IAEA次期事務局長は誰に?

長谷川 良

ウィーンに本部を置く国際原子力機関(IAEA)は、9日から定例理事会(理事国35カ国)を、16日から閣僚、高官らが参加する第63回年次総会(加盟国171カ国)をそれぞれ開催する。核エネルギーの平和利用促進を掲げるIAEAを取り巻く状況は厳しい。13年間の核交渉の末、2015年7月に包括的共同行動計画(JCPOA)が締結がされたが、米国がイランの核合意から離脱後、イランが合意内容の履行を拒否し、合意違反を繰り返してきた。

一方、北朝鮮の非核化では依然、進展が見られない。同時に、天野之弥事務局長が7月18日、病死したことを受け、IAEAは空白となった次期事務局長の選出が急務となっている。ここでは、次期事務局長選について報告する。

▲ウィーンに本部を置く国際原子力機関(IAEA)=IAEAの公式サイトから

IAEA広報部によると、理事会議長の Leena Al-Hadid大使(ヨルダン)は6日、立候補届け出締め切り日の5日までに4カ国から4人の正式な立候補届けがあったことを明らかにした。

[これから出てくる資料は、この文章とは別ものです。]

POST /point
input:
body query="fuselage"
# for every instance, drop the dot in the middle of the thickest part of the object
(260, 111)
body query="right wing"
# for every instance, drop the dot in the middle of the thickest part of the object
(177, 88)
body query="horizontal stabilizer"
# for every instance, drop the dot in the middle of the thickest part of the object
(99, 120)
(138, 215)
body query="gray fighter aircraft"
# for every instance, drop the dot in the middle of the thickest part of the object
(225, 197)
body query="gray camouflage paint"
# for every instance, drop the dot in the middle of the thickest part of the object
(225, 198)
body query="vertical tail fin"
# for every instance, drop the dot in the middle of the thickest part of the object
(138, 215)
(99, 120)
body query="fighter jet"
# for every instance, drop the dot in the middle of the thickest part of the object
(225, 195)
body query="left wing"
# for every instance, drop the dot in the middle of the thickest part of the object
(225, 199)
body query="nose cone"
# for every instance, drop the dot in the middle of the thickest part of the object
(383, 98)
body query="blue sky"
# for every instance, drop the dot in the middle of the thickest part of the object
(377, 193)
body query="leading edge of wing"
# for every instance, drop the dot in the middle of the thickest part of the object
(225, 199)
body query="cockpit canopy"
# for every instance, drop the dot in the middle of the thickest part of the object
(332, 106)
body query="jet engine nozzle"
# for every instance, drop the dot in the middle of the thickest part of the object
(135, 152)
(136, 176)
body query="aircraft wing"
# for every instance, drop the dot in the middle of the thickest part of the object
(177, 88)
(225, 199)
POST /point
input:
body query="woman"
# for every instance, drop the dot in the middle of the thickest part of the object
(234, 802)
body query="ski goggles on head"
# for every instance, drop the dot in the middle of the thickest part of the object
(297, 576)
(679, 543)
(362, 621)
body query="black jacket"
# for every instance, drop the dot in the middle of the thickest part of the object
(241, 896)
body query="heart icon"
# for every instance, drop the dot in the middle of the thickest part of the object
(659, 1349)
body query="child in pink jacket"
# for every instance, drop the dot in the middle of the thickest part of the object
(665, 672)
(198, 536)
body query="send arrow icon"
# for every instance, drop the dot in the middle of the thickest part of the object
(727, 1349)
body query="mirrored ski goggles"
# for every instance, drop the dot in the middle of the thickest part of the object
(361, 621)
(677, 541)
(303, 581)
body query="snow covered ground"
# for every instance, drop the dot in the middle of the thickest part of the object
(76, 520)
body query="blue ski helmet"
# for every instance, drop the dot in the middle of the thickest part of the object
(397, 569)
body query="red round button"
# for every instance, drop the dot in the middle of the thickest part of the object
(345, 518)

1人は故天野事務局長の下でコーディネーターを務めたルーマニア出身のコイルネル・フェルータ事務局長代行、アルゼンチンのラファエル・グロッシ駐ウィーン国際機関代表部大使、ウィーンに事務局を置く包括的核実験禁止条約機関(CTBTO)準備委員会暫定技術事務局長のラッシーナ・ゼルボ氏(ブルキナファソ)、そして唯一の女性候補者、IAEA第62回年次総会議長を務めたスロバキアのマルタ・ツァコヴァ(Marta Ziakova)女史の4人だ。

欧州から2人、南米1人、アフリカから1人の3大陸から候補者が擁立されたわけだ。IAEA関係者によると、グロッシ 氏とフェルータ氏の2人が有力候補と見なされている。投票は理事会で行われ、総会が承認する形で行われる。当選のためには有効投票に3分の2を獲得しなければならない。該当する候補者が出ない場合、新たに候補者を立て、投票を繰返すことになる。

ちなみに、天野氏は投票では第1位だったが、当選するために必要な3分の2のハードルを越えるのが難しく、最終的には1カ国が投票を棄権したことで辛うじて有効投票の3分の2を越え、日本人初のIAEA事務局長に当選した経緯がある。

同じように、今回も最初の投票で1人ないしは2人の候補者が脱落し、上位2人の決戦投票となる可能性が高いと予想される。IAEA広報部によると、次期事務局長は10月には決定し、遅くとも来年1月1日前には就任できる運びで準備しているという(「『反対から棄権に回った国』を探せ」2011年11月14日参考)。

参考までに、IAEA事務局長(任期4年)は故天野氏が第5代目だった。天野氏は2009年に初めて当選し、2013年、17年と3選したが、3期目の途中7月18日に亡くなった。4代目はエジプト出身のモハメド・エルバラダイ氏が1997年から2009年まで任期3期を務め、2005年にはIAEAと共にノーベル平和賞を受賞した。スウェーデン外相を務めたハンス・ブリクス氏が1981年から97年の4期を務めた。同じくスウェーデンからシグバード・エクランド氏61年から81年、そして初代事務局長は米国出身のスターリング・コール氏が57年から61年まで短期間務めた。

IAEAは核エネルギーを扱う純粋な技術機関だが、加盟国の様々な政治的思惑を無視して運営できない点では、他の国連専門機関と同じだ。亡くなった天野氏はイランの核合意問題では米国のトランプ政権から嫌われる立場だった。

「イランは核合意を順守している」と理事会で報告する度に、米国からバッシングを受けてきた天野氏はストレスを感じていただろう。誰が次期事務局長に選出されるとしても、イランの核問題が解決されない限り、さまざまな大国からの政治的干渉を避けることはできないだろう(「トランプ氏が“天野氏叩き”を始めた」2018年5月26日参考)。

ウィーン発『コンフィデンシャル』」2019年9月9日の記事に一部加筆。